Cherry Mae Cardosa — Feu Nursing

“Cherry has something you cannot teach,” says Clinical Instructor Maria Rosario Santos, RN, MAN. “Some students freeze under pressure. She breathes. She listens. She treats every patient as if they were her own lola.” Ask any FEU Nursing student, and they will tell you: the program is not for the faint of heart. Between 7 AM return demonstrations, 12-hour clinical shifts, and the constant weight of the Comprehensive Exam (Compre), burnout is a daily threat.

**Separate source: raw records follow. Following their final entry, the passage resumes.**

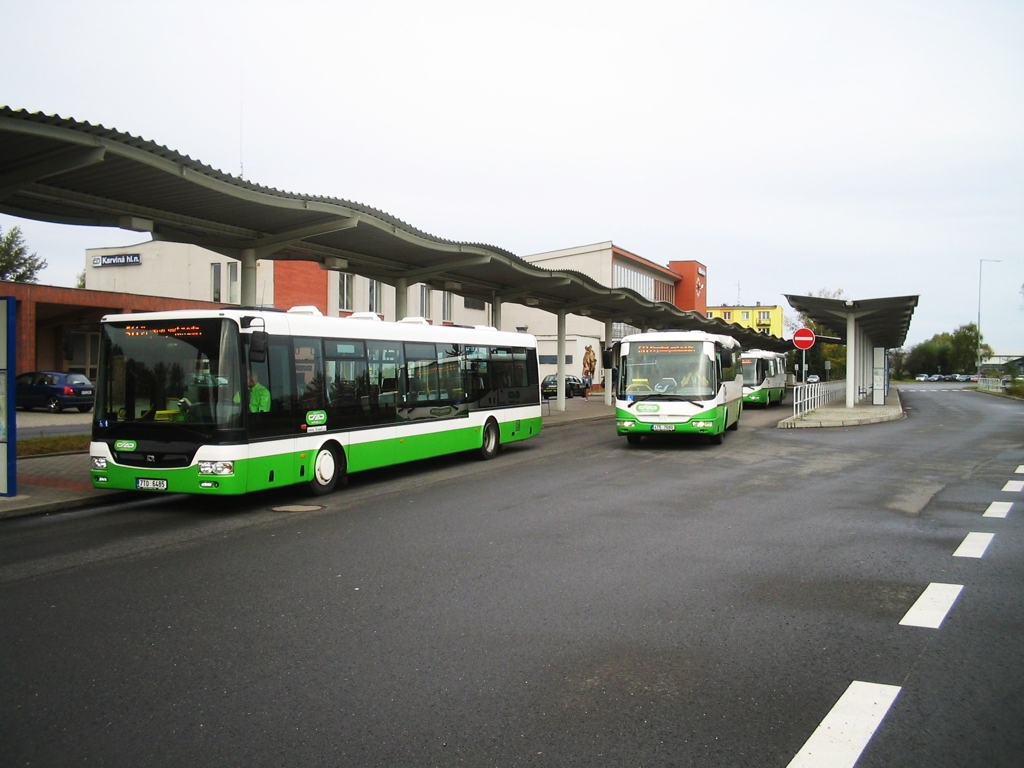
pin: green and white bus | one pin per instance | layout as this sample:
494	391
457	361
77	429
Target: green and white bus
233	400
682	382
764	377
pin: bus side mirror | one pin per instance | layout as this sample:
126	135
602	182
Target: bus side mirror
258	343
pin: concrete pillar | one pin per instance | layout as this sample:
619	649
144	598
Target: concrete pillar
247	284
608	394
496	312
852	349
560	406
400	298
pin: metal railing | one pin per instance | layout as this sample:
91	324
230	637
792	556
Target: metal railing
809	396
990	385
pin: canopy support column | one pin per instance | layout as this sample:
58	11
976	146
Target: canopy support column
561	360
496	312
400	298
608	384
247	284
852	348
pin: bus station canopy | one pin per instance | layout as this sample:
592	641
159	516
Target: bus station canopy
886	322
65	171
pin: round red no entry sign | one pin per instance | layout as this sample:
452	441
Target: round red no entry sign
804	338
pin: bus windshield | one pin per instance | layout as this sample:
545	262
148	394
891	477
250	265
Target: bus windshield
671	370
754	371
170	371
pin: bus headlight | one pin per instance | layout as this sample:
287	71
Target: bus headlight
216	468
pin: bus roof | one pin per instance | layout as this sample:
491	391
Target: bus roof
726	341
762	353
306	324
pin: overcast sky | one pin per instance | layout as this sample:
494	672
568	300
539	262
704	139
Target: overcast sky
876	147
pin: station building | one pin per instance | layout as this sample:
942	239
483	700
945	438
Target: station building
681	283
763	318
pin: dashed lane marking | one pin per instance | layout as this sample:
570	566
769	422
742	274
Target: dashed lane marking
838	741
932	606
974	545
998	509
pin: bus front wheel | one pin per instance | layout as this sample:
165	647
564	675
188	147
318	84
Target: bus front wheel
492	440
327	470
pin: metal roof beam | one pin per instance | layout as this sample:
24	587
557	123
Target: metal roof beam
427	272
49	164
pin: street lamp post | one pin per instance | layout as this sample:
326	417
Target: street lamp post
981	262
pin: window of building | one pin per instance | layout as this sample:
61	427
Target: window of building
425	301
215	281
346	291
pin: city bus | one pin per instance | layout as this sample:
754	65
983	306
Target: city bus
681	382
764	377
235	400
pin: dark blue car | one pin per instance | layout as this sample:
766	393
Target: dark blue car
54	391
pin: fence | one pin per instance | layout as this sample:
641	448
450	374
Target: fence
809	396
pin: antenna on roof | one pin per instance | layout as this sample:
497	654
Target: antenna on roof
242	103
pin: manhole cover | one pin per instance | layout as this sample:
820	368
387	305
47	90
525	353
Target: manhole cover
297	508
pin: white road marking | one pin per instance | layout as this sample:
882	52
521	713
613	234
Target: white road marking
838	741
974	545
932	606
998	509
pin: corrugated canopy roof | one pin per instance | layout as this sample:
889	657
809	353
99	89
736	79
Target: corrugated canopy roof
60	170
885	321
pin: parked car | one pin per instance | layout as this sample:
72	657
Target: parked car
573	386
54	391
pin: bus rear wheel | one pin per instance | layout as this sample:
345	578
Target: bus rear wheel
492	440
328	468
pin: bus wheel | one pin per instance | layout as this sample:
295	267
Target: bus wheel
492	440
327	468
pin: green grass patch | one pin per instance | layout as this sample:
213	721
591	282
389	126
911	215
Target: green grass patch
66	443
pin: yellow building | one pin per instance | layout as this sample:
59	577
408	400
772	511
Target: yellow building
764	318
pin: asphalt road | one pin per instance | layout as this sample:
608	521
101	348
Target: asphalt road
577	601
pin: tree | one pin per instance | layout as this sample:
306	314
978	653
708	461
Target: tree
16	264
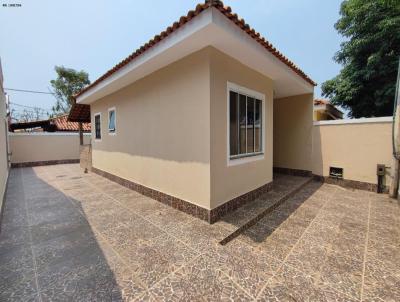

“FEU taught me the science,” she says, adjusting her pin that reads Honor and Excellence . “But my classmates, my patients, my failures—they taught me the heart. And in nursing, the heart is what lasts.” — a daughter, a scholar, a future nurse. And for everyone who has crossed her path at FEU Nursing, a living reminder that the best medicine is not in a vial. It is in showing up, again and again, with hands that heal and a spirit that refuses to break. cherry mae cardosa feu nursing

And fly they did. FEU’s Nursing program is legendary for its rigor—a four-year crucible that has produced some of the country’s top board exam passers. But Cherry Mae didn’t just survive. She adapted. “Cherry has something you cannot teach,” says Clinical

To her professors at FEU Manila, she is the girl who stayed five minutes longer to hold a patient’s hand during her clinical rotation at the Philippine General Hospital. To her peers, she is the study group leader who shares her coded notes during exam hell week. But to Cherry Mae, the white uniform she wears is not just a requirement for duty—it is a second skin, earned through sleepless nights, tears, and a faith that refuses to break. Hailing from [General Santos/Cavite/appropriate hometown], Cherry Mae’s journey to FEU’s Nursing program was never guaranteed. “I remember walking past the Nicanor Reyes Street gate for the first time,” she recalls, her voice soft but steady. “I thought, ‘This is where dreams either take flight or get crushed.’ I prayed mine would fly.” She listens

For Cherry Mae, the hardest lesson was not clinical—it was personal. “I lost a patient during my first rotation in the ICU,” she admits, her eyes glistening. “A lola who reminded me of my own. I did everything right. But sometimes, doing everything right is not enough.”